Avant de palpiter au rythme branché des basses du Point Ephémère, des tournées arrosées de Chez Prune et des soldes d’Antoine & Lili, le canal Saint-Martin remplissait une fonction pratique de la plus haute importance. Tracée sous Napoléon, cette artère autrefois vitale acheminait eau potable et marchandises jusqu’au cœur de la capitale impériale. En témoignent les anciens entrepôts industriels qui longent les berges, aujourd’hui réaménagés en bars, restaurants et boutiques.
Démis de ses fonctions par la concurrence routière et ferroviaire du XXe siècle, et désormais colonisé par les croisières touristiques et les armées de pique-niqueurs, ce canal aux eaux verdâtres et aux rives engageantes, que les urbanistes faillirent transformer en autoroute en 1970 (ah, les brillantes idées des années 1970), continue de ruisseler flegmatiquement sur plus de 5 km, faisant fi du monde extérieur.
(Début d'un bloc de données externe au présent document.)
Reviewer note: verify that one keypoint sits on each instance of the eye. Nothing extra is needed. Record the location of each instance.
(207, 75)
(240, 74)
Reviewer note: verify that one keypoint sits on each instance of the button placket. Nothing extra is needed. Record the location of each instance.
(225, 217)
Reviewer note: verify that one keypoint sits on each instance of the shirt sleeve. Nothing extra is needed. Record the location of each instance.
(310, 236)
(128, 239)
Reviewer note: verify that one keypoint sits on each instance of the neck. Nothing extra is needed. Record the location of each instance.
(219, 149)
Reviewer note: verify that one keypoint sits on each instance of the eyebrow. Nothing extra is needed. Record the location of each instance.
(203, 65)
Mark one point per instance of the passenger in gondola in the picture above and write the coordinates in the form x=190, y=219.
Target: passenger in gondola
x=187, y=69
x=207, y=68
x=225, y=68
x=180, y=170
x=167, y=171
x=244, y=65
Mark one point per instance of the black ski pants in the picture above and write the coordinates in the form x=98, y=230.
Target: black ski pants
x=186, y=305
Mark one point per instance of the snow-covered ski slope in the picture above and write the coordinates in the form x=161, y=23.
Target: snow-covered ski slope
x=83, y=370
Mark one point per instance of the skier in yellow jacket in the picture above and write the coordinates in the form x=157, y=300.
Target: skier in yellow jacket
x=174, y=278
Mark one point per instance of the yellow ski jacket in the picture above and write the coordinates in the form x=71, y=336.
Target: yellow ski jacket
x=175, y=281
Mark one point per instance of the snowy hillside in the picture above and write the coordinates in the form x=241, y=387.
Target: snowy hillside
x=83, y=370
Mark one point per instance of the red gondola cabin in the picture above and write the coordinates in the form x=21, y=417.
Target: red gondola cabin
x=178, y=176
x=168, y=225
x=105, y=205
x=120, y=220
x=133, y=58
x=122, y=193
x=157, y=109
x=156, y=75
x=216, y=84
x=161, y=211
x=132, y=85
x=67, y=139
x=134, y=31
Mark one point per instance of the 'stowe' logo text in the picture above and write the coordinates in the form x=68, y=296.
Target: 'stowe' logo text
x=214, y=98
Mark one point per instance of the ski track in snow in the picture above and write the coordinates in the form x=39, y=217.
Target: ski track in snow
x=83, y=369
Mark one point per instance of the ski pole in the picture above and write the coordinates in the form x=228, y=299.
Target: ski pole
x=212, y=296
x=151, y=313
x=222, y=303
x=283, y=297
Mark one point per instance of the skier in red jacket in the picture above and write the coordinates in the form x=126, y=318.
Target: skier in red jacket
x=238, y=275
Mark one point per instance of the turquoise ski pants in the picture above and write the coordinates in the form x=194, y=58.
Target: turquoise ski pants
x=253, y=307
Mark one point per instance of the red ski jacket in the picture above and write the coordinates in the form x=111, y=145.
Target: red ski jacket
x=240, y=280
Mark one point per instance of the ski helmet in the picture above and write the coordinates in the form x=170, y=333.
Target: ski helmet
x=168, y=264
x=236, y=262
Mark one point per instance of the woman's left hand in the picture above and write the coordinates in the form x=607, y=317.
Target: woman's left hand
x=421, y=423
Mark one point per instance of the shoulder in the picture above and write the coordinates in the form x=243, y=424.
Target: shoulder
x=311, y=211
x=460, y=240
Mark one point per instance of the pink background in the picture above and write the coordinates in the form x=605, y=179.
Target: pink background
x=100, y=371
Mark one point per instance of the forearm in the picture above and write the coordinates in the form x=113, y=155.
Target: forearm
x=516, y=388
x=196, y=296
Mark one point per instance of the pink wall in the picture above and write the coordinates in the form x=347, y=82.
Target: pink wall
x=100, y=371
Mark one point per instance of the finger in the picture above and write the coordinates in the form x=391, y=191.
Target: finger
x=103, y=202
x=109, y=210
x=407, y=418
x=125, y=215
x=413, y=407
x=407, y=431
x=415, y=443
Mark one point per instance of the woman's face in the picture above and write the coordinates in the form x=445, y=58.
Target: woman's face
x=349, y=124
Alimenté par le canal de l’Ourcq, il prend depuis 1825 sa source au bassin de la Villette et termine sa course au port de plaisance de l’Arsenal, franchissant au passage neufs écluses, deux ponts tournants, un dénivelé de 25 mètres, et un tunnel, creusé sous la place de la Bastille.
Le dimanche et les jours fériés, les berges plantées d’arbres et de passerelles, coquettement cambrées au-dessus de l’eau, sont fermées à la circulation : l’occasion de se laisser couler sur le bitume, au fil de ses pieds ou de son vélo.